Most qualifications will come with an expectation that you take on an internship when studying law. This will allow you to explore the foundations of your study and see how they are applied in real time in the real world. Your choice of internship may heavily influence the legal discipline that you choose to pursue in years to come, so ensure that you are applying for internships mindfully. You may have an interest in family law, corporate law, human rights law or other areas that have significance to you.
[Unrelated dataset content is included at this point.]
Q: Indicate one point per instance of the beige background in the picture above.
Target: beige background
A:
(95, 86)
Your internship will not contribute to your grades, but it will make you a very attractive candidate when you come to graduate and pass the bar.
Meeting peers and colleagues
The camaraderie that comes with university study is quite profound. Those late-night study sessions and assignment work will really bond you, and you may even work together in the same profession or law firm in the future. Expanding your professional circle may not be the reason you got into law, but you will enjoy the benefits and knowing your peers can really make the study season a little more bearable. There are also several law student committees and social groups that you can join which will not only connect you with even more students, but it looks great on your resume.
Remote study and abroad study opportunities
University study looks so different now from what it did in years gone by, which was an unexpected side effect of the pandemic. If access to physical university has stopped you from applying for a university degree in law, you will find that there are actually many remote avenues out there.
In fact, you may even choose to take your studies overseas as you study abroad and travel while you learn. Undertaking a student exchange is a great way to make new friends at your university and see the legal profession through a different lens and through a different culture. These learnings are absolutely priceless and will be invaluable to your study and how you approach your career.
If you are still on the fence about studying law and what it looks like in practice, then don’t be afraid to join online Facebook groups and communities that can give that extra intel. You can also follow the leading law universities on social media and through email marketing so you stay up to date with enrollment timelines and other important information.